Monday, January 12, 2009

FOIA and Massachusetts Right to Know

I wonder just how much pussy-footing will continue to go on regarding this particular request and any others that have been dodged, evaded, or just plain ignored.

There was a request for information made by the City Council just before Christmas that, ostensibly, might've shed some light on the subject. The response from the City Clerk that will be transmitted to Council under item 8a of tomorrow night's Council Agenda doesn't, at first blush, seem to actually be answering the request, however. It reads more like an apology and explication of how overworked they'd be if they tried to actually list everything the way the Council seems to have requested.

The Council, however, didn't appear to be asking for how many requests for birth certificates, death certificates, or any other of the mundane records requests that go through the City Clerk's office every year. Rather, it specifically asked for how many "freedom of information requests had been filed by citizens in the past twelve months..." along with specifics as to dates of request and dates of response.

The response, in order to be fully accurate, should have simply been, "The US Freedom Of Information Act only applies to federal level records.

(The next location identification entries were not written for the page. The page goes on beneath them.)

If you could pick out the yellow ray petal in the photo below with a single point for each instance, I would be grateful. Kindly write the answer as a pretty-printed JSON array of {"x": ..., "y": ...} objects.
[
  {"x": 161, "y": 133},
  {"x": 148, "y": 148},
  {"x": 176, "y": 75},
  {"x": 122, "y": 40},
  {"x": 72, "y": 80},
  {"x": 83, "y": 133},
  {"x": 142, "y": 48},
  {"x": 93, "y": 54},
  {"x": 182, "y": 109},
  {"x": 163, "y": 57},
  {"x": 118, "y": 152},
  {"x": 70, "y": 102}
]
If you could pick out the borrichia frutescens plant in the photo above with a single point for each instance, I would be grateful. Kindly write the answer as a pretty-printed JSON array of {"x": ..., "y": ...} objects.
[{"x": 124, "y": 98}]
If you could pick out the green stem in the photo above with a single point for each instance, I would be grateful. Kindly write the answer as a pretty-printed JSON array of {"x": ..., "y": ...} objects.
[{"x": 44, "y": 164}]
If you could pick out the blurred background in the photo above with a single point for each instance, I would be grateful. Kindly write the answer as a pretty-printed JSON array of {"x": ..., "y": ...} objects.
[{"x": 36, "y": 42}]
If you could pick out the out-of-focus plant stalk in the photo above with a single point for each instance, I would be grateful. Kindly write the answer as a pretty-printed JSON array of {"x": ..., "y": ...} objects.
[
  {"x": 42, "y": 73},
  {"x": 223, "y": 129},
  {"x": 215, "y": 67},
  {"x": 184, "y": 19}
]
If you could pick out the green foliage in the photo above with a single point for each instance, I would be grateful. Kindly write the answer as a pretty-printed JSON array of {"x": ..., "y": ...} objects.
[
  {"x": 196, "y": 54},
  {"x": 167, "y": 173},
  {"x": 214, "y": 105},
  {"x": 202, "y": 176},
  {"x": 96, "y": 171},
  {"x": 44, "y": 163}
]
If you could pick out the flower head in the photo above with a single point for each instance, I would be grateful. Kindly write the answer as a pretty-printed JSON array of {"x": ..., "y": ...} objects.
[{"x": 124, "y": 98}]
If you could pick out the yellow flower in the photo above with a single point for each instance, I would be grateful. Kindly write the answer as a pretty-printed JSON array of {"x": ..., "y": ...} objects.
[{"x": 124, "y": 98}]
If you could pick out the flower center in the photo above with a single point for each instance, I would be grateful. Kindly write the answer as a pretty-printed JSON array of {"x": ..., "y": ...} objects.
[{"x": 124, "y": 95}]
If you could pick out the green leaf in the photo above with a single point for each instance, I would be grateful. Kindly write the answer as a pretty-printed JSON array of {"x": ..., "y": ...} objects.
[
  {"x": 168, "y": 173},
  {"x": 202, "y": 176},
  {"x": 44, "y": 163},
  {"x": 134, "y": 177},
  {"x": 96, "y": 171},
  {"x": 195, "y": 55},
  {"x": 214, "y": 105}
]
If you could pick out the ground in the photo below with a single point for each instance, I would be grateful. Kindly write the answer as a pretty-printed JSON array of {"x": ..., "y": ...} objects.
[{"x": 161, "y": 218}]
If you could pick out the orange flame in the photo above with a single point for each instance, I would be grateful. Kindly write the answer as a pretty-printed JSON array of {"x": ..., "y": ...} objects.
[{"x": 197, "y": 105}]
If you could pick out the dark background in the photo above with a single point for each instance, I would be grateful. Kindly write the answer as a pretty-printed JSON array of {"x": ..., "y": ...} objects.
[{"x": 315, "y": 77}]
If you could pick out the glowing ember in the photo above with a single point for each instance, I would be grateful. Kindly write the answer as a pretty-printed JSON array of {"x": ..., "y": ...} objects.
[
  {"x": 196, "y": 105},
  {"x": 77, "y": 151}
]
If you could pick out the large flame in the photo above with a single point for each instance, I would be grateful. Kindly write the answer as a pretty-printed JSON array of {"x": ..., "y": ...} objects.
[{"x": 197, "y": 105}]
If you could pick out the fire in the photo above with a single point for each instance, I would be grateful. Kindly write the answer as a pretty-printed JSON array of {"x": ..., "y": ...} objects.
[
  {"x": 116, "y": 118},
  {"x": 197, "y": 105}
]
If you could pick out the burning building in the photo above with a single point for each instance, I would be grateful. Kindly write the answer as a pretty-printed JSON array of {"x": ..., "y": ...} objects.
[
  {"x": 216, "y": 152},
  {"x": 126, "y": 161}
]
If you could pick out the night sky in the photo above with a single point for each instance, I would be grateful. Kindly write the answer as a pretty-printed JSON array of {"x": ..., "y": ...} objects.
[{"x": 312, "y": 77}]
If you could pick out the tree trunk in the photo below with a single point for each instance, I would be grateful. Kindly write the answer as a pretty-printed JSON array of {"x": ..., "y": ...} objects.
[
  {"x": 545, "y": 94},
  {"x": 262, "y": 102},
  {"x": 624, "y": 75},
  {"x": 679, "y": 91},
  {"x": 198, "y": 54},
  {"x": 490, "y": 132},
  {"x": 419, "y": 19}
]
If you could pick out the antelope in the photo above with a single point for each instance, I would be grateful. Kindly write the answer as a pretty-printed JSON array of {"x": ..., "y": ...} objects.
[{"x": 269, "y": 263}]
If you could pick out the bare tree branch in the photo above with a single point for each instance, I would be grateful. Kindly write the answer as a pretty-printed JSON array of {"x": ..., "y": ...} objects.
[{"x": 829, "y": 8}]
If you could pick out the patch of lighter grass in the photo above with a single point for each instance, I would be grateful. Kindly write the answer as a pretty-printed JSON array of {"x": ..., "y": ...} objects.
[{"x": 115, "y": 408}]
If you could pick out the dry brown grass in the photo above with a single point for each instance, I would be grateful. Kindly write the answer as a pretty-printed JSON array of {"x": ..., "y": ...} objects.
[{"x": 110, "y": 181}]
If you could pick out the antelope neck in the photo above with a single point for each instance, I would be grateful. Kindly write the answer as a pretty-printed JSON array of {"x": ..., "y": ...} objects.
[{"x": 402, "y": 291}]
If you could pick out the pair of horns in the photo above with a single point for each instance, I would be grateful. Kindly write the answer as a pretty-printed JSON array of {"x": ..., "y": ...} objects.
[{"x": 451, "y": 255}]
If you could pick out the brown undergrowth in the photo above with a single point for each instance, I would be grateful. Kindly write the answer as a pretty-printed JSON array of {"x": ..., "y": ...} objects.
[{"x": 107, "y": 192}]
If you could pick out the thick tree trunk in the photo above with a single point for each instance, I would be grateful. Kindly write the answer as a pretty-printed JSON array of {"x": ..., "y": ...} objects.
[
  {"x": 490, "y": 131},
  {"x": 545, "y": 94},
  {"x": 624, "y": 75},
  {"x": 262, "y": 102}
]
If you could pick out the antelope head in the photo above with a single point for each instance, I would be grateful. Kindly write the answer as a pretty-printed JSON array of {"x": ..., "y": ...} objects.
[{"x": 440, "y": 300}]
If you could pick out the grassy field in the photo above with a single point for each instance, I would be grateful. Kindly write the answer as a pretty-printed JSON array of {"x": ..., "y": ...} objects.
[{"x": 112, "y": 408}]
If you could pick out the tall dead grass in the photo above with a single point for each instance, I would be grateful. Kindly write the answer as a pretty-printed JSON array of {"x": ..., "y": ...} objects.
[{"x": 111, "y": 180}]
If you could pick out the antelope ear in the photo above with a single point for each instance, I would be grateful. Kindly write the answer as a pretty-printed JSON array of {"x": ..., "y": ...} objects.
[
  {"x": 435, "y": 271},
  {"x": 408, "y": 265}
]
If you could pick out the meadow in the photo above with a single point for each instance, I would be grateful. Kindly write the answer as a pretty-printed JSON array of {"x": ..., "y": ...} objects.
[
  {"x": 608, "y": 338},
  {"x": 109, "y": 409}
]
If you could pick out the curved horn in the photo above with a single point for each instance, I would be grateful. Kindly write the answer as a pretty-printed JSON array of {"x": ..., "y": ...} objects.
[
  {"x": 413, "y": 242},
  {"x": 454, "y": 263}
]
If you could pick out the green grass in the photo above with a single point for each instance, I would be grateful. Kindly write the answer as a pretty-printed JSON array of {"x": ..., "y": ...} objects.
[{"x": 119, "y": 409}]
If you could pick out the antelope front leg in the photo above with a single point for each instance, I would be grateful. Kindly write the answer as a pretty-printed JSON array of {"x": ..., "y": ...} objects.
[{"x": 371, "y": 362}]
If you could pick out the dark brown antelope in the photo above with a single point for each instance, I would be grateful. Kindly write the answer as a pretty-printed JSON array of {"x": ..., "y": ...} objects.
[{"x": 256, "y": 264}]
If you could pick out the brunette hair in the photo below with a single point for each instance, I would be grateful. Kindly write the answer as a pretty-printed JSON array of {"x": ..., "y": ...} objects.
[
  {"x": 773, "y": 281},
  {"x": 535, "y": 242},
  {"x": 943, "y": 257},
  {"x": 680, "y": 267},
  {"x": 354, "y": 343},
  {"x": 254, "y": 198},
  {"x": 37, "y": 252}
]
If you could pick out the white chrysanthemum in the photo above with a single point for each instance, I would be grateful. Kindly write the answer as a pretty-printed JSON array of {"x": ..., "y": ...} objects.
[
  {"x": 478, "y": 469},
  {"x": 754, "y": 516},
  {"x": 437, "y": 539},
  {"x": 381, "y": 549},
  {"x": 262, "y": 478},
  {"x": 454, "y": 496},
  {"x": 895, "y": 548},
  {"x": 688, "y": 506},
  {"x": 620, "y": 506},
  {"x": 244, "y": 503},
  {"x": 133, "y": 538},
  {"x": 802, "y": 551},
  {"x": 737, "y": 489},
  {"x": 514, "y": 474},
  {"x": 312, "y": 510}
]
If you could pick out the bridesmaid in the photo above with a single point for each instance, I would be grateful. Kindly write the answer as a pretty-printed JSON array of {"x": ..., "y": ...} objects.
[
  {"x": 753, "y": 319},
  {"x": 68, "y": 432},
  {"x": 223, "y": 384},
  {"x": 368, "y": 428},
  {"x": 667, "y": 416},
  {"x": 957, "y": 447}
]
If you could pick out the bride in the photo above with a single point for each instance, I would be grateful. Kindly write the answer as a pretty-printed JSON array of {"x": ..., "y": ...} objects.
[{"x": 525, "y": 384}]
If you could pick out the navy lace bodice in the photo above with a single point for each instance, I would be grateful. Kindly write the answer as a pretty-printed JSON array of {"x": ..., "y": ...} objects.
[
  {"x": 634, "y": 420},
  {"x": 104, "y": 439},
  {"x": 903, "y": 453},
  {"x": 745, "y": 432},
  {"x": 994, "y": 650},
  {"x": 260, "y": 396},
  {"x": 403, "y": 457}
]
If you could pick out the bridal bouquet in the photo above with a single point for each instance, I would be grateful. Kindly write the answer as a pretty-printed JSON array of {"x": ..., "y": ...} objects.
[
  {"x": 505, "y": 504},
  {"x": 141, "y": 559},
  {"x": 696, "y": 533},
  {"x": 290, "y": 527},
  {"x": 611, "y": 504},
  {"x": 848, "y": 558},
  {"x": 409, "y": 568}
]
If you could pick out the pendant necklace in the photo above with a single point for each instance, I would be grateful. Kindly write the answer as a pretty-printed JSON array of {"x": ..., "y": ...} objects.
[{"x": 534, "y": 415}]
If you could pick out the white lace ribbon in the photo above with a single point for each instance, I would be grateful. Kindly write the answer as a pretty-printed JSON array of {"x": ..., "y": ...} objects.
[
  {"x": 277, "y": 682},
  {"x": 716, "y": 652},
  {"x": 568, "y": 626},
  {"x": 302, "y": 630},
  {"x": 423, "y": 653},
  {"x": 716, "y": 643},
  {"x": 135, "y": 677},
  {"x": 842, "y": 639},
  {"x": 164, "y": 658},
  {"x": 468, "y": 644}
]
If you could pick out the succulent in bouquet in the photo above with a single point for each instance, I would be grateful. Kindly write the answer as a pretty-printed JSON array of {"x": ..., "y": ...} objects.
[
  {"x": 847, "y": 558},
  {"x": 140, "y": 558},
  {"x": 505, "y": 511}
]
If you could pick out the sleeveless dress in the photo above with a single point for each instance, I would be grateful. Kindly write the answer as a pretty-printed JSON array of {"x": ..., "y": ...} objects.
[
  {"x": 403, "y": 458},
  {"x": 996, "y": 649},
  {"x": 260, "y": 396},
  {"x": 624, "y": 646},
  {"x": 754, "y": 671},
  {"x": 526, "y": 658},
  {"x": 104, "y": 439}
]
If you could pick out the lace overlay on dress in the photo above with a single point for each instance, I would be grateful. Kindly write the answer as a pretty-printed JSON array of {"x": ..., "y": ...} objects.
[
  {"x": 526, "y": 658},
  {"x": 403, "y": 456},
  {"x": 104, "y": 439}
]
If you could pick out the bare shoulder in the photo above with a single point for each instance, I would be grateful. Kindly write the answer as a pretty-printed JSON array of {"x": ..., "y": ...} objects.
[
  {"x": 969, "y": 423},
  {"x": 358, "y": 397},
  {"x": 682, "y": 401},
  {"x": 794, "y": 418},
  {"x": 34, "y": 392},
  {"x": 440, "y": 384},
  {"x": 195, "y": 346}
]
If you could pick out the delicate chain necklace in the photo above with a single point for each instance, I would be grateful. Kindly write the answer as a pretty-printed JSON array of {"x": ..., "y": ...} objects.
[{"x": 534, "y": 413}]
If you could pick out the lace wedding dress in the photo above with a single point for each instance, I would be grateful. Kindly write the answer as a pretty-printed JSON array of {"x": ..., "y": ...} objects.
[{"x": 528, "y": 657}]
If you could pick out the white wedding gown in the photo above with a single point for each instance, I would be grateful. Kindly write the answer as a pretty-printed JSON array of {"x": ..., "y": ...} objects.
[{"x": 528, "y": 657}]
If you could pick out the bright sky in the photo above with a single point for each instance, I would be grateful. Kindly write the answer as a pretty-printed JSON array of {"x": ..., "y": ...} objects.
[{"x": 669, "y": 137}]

The City of Worcester does not get any FOIA requests." That this simple and clear distinction wasn't even mentioned in the City Clerk's response, nor was anything alluded to in regard to the actual public debate ongoing with both the Mass Right To Know requests from Keven Ksen and also from the T&G's ongoing court battles on the Rojas files, belies any claim by officials in the City of Worcester that "transparency" is, in any way, shape, or form, their intention.

I call it "pussy-footing" but, really, it's just a form of "officialese" sidestepping that been used to frame the request and the response in such a fashion that absolutely nothing of any consequence is dealt with.

How about moving to have the City Dictator report on this question: "Since when is it illegal to take pictures in public in the City of Worcester?" Or how about asking the City Dictator "Since when are redactions like this necessary?... or even legal???"

The City Council continues to fail utterly in leading the way to a more transparent situation, instead enabling the expensive legal maneuvering that nobody can afford, nobody needs to go through, and nobody should have to go through in a free society. The level of BS and opacity in all of this is truly beyond belief!